Help for heroes
By Joyce Dall'Acqua Peterson

Technicians work in the CLIA Lab at The Jackson Laboratory for Genomic Medicine in Connecticut. JAX photo by Adam Mil-Homens and Mallory Ryan.
First responders, hospital workers, nursing home staff and medical examiners are the heroes of the coronavirus crisis. In Connecticut, those heroes have an extra super-power: fast, accurate COVID-19 testing by The Jackson Laboratory (JAX) for Genomic Medicine in Farmington, Conn.
In the early weeks of 2020, all potentially positive diagnostic tests for COVID-19 had to go through the U.S. Centers for Disease Control and Prevention (CDC) in Atlanta, but nationwide demand for testing soon made it clear that a decentralized, state-by-state system would be needed.

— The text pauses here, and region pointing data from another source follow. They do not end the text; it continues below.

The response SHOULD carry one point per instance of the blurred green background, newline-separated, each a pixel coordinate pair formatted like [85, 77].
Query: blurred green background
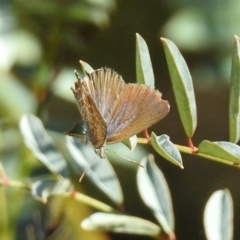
[41, 43]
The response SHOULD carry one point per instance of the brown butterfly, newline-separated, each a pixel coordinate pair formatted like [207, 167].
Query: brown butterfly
[112, 110]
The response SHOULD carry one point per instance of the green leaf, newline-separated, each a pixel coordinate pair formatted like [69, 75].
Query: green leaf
[101, 174]
[61, 85]
[182, 86]
[218, 216]
[120, 224]
[15, 98]
[41, 145]
[43, 189]
[143, 63]
[224, 151]
[234, 105]
[166, 149]
[154, 191]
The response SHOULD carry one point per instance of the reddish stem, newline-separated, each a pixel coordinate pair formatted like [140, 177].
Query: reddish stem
[146, 135]
[191, 145]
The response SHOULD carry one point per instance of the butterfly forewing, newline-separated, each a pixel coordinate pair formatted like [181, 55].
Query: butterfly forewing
[105, 87]
[90, 114]
[137, 108]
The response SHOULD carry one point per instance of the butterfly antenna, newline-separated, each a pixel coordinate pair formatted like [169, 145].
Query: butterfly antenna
[129, 160]
[83, 174]
[77, 75]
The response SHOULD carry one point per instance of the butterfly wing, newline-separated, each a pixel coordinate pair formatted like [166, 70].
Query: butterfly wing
[105, 86]
[89, 113]
[137, 108]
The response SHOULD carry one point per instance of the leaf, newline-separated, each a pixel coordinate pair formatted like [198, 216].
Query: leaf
[61, 85]
[43, 189]
[143, 63]
[154, 192]
[41, 145]
[182, 86]
[234, 104]
[15, 98]
[218, 216]
[131, 142]
[120, 224]
[100, 173]
[225, 151]
[166, 149]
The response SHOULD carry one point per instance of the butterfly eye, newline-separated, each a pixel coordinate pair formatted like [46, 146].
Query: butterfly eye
[79, 131]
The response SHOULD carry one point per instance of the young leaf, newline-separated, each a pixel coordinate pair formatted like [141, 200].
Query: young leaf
[41, 145]
[100, 173]
[182, 86]
[234, 104]
[143, 63]
[154, 191]
[218, 216]
[86, 67]
[166, 149]
[120, 224]
[43, 189]
[224, 151]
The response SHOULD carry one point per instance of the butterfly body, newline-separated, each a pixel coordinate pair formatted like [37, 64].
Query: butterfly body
[113, 110]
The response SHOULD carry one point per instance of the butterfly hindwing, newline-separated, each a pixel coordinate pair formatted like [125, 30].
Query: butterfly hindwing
[137, 108]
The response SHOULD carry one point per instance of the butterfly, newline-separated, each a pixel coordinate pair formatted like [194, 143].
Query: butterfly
[111, 110]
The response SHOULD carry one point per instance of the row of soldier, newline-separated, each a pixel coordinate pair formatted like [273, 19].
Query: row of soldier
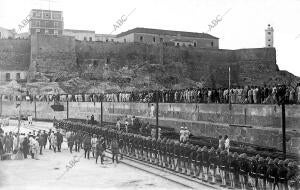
[204, 163]
[238, 95]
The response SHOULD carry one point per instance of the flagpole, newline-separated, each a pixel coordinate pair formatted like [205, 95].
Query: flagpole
[229, 87]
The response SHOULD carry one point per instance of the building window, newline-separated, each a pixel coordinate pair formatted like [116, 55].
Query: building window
[18, 76]
[46, 15]
[7, 76]
[37, 23]
[56, 16]
[38, 14]
[95, 63]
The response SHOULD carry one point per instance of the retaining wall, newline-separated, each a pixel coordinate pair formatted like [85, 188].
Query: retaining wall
[255, 124]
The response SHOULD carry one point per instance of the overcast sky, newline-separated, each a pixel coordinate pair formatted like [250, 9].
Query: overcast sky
[242, 26]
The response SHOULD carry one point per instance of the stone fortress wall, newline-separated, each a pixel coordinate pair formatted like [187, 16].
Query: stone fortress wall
[52, 55]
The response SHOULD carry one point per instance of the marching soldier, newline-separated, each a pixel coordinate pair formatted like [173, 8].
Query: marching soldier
[205, 159]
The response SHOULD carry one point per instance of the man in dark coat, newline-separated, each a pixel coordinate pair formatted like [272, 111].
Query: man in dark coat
[115, 150]
[87, 145]
[45, 137]
[25, 147]
[100, 148]
[41, 142]
[71, 142]
[59, 140]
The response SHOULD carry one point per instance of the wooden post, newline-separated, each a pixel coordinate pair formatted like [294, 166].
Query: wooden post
[1, 105]
[101, 112]
[67, 109]
[157, 99]
[283, 130]
[34, 108]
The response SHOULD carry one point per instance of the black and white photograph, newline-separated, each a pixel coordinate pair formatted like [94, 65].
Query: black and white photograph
[150, 94]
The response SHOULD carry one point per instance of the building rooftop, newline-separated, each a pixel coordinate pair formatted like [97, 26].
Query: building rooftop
[46, 10]
[79, 31]
[167, 32]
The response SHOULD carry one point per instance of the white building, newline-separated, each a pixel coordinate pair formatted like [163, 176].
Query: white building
[9, 75]
[82, 35]
[24, 35]
[105, 38]
[269, 36]
[6, 33]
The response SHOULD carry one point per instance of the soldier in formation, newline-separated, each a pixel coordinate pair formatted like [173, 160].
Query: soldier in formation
[203, 163]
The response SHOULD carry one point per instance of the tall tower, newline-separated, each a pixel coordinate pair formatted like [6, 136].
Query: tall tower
[46, 22]
[269, 36]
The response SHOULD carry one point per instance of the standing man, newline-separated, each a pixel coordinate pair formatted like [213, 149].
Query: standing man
[100, 148]
[49, 138]
[59, 140]
[45, 137]
[53, 141]
[71, 142]
[227, 143]
[181, 134]
[87, 146]
[94, 143]
[115, 150]
[40, 140]
[68, 134]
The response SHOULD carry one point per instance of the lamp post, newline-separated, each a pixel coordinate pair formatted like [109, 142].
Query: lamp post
[157, 99]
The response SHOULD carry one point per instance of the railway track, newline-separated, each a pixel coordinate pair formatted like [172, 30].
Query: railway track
[169, 175]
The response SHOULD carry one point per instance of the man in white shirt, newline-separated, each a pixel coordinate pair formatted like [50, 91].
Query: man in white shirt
[227, 143]
[181, 134]
[152, 108]
[186, 134]
[94, 143]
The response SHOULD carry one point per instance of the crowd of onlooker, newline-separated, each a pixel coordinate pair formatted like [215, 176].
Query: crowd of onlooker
[31, 143]
[237, 95]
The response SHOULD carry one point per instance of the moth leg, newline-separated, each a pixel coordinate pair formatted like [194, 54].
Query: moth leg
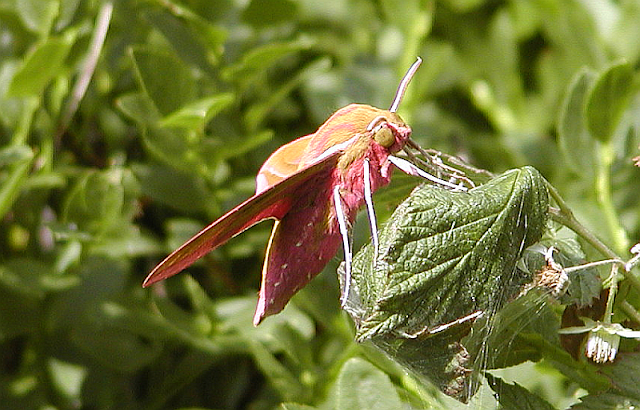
[346, 243]
[371, 212]
[410, 169]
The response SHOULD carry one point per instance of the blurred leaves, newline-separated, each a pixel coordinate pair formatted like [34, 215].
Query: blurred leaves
[185, 103]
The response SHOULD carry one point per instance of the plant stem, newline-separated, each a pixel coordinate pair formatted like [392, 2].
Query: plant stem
[603, 193]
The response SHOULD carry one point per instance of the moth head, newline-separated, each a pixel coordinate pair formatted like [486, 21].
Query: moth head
[389, 131]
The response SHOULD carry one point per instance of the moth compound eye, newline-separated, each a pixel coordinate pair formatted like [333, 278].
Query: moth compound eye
[376, 122]
[384, 136]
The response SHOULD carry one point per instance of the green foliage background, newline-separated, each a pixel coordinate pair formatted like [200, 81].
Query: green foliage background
[187, 99]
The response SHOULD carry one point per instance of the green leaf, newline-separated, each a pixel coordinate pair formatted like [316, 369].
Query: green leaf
[282, 379]
[165, 79]
[280, 11]
[361, 385]
[606, 401]
[260, 58]
[576, 144]
[296, 406]
[257, 113]
[38, 15]
[196, 114]
[12, 185]
[608, 100]
[516, 397]
[444, 258]
[41, 66]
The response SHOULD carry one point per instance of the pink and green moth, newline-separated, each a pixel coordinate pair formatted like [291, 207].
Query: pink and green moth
[313, 188]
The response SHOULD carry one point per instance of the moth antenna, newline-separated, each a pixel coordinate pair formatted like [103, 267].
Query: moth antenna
[404, 84]
[371, 212]
[410, 169]
[346, 243]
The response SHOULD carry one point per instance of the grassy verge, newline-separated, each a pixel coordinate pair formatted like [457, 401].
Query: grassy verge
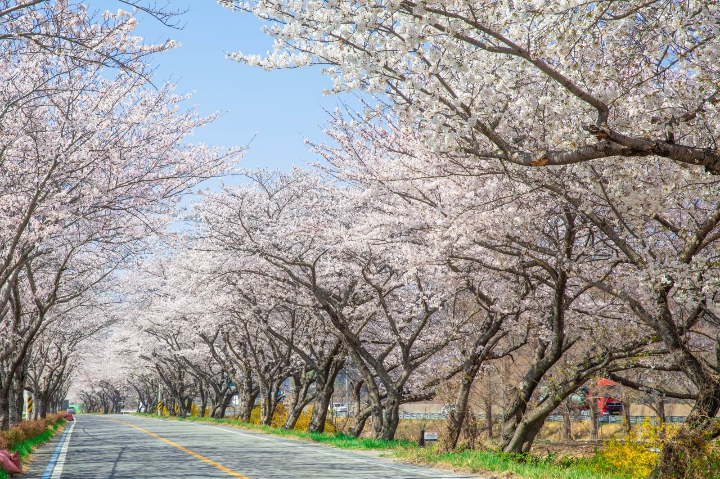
[339, 440]
[526, 466]
[25, 448]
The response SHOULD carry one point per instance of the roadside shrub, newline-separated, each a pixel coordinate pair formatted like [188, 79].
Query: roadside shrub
[26, 430]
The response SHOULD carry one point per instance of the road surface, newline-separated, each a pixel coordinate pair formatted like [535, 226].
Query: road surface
[117, 446]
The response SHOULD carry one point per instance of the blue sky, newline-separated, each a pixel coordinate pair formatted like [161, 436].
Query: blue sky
[278, 108]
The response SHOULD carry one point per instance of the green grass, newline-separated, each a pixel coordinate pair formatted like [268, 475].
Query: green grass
[529, 466]
[26, 447]
[339, 440]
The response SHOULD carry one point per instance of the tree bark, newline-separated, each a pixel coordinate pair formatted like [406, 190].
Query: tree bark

JAX had established its CLIA-certified lab in 2013 to translate future discoveries in genomic medicine, such as novel biomarkers for cancer, into new diagnostic tests. “We knew that we could mobilize our CLIA lab to conduct COVID-19 diagnostic testing,” says Charles Lee, Ph.D., scientific director of JAX Genomic Medicine. “And when we offered our help to the Governor and his team, they accepted it right away.”
UConn Health and Hartford Healthcare were the first two hospital systems to use JAX for COVID-19 testing, but soon other hospitals and healthcare systems were contacting JAX to request the service. Commercial labs were taking five days or longer to provide test results, Lee says. If JAX could first strategically focus on the most critical cases (e.g., in-house patients and symptomatic healthcare workers) and turn around the test results right away, critical decisions for those individuals could be made quickly. Hospitals could continue to use other labs for testing asymptomatic individuals and those outside the health care system, he notes.

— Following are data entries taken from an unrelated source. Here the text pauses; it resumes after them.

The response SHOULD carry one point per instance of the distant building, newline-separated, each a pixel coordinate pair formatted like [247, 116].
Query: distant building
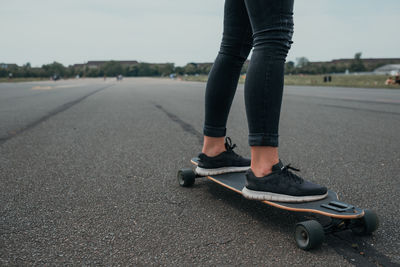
[8, 65]
[390, 69]
[94, 64]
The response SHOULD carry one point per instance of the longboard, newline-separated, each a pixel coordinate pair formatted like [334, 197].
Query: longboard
[308, 234]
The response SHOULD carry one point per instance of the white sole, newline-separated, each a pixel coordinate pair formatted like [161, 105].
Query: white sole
[205, 172]
[259, 195]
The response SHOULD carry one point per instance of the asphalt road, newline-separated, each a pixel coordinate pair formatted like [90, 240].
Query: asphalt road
[88, 175]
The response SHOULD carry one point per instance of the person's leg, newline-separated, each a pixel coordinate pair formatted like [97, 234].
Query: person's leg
[268, 179]
[223, 78]
[217, 155]
[272, 23]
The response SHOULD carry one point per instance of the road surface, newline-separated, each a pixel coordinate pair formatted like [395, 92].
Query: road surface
[88, 175]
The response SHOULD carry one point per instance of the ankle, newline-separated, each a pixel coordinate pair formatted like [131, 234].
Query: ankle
[261, 171]
[213, 146]
[262, 160]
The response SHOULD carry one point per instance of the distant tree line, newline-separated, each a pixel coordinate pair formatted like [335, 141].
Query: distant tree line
[114, 68]
[304, 66]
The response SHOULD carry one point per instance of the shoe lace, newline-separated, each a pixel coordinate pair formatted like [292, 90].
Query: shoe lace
[228, 144]
[286, 171]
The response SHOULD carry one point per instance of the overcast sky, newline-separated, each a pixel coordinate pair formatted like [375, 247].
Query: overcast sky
[182, 31]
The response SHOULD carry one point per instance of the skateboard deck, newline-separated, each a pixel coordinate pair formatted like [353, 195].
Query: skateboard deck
[308, 234]
[329, 206]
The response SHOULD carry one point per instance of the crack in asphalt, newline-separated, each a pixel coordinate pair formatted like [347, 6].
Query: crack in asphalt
[358, 252]
[14, 133]
[185, 126]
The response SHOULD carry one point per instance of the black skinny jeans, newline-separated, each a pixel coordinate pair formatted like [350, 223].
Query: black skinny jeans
[266, 25]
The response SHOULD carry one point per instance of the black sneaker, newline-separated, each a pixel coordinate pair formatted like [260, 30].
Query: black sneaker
[227, 161]
[282, 185]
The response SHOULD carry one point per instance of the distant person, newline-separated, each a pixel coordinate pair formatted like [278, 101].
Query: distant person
[266, 26]
[397, 80]
[389, 81]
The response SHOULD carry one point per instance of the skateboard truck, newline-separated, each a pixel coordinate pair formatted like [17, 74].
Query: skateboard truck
[338, 206]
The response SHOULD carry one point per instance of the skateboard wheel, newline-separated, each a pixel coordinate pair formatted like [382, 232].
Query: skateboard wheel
[186, 177]
[309, 234]
[367, 224]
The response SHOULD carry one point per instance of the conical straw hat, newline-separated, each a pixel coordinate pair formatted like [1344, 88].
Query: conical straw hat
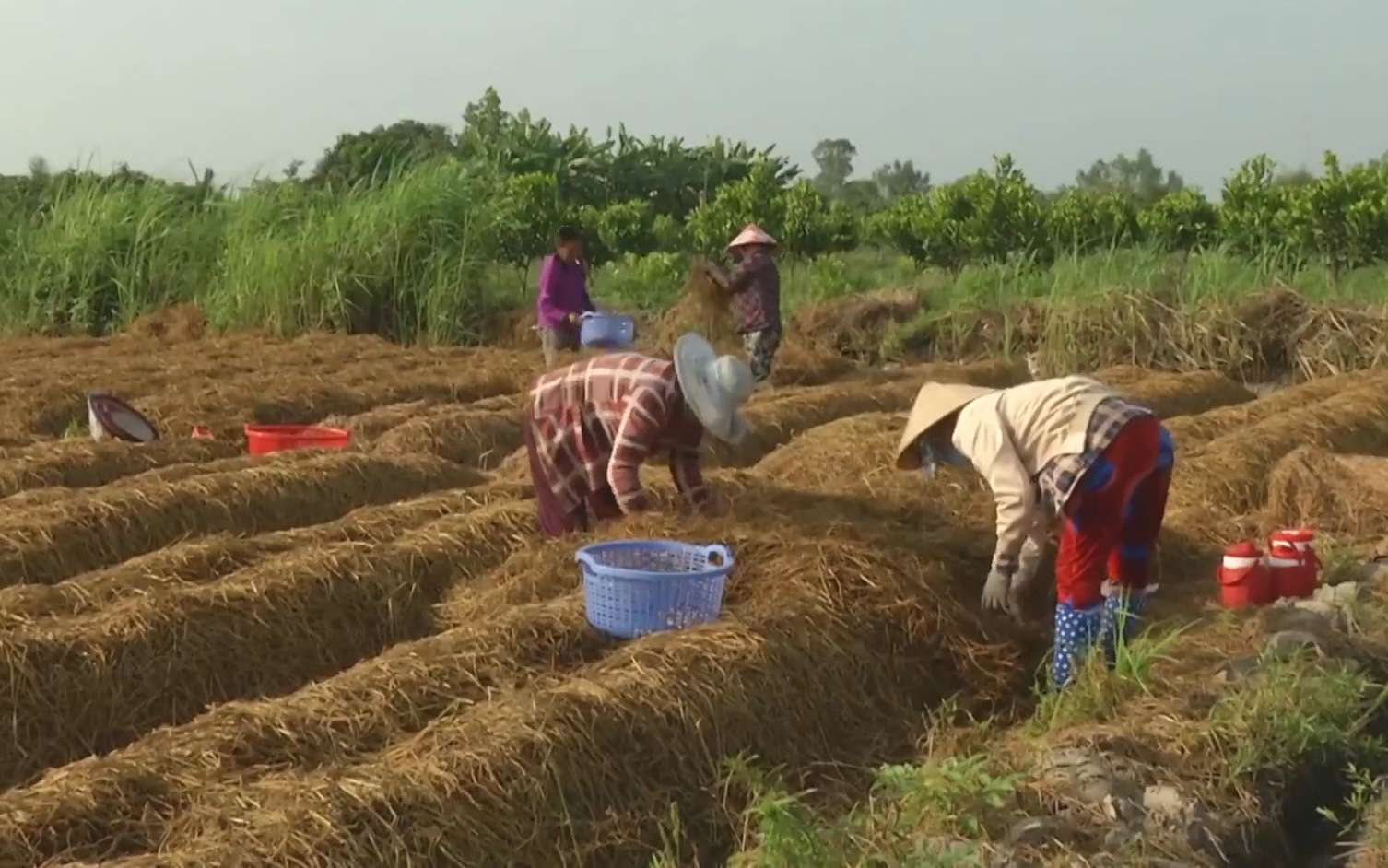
[751, 235]
[935, 403]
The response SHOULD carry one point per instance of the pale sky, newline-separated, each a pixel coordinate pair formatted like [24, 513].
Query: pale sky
[246, 85]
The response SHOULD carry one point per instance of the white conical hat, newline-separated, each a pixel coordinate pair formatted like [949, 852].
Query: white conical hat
[751, 235]
[935, 403]
[715, 386]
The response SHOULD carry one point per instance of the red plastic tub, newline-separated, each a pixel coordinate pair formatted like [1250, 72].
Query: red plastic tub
[264, 440]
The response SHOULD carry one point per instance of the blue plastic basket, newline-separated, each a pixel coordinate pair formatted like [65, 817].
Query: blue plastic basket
[606, 331]
[641, 586]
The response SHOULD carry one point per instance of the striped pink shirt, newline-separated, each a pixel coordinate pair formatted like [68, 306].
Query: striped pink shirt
[598, 419]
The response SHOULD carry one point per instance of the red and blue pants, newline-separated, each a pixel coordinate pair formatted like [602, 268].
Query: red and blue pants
[1110, 529]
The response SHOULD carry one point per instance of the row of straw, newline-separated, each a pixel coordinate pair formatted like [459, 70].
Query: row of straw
[208, 558]
[112, 525]
[89, 684]
[830, 648]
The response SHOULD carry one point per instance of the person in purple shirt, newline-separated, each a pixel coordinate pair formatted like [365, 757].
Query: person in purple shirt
[564, 295]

Lee is a member of the Connecticut task force assigned to review options for reopening the state for work. “This is about getting the state open in a manner that's responsible, and that won’t lead to an increase in the rate of infection.” According to Lee, the public health community anticipates a second or even a third wave of COVID-19, and different coronaviruses could arise in the future.
“The mission of JAX is global health, and finding genomic solutions,” Lee says. “We’re prepared to expand our testing capability and work with our communities, so that we can rapidly control any future pandemics.”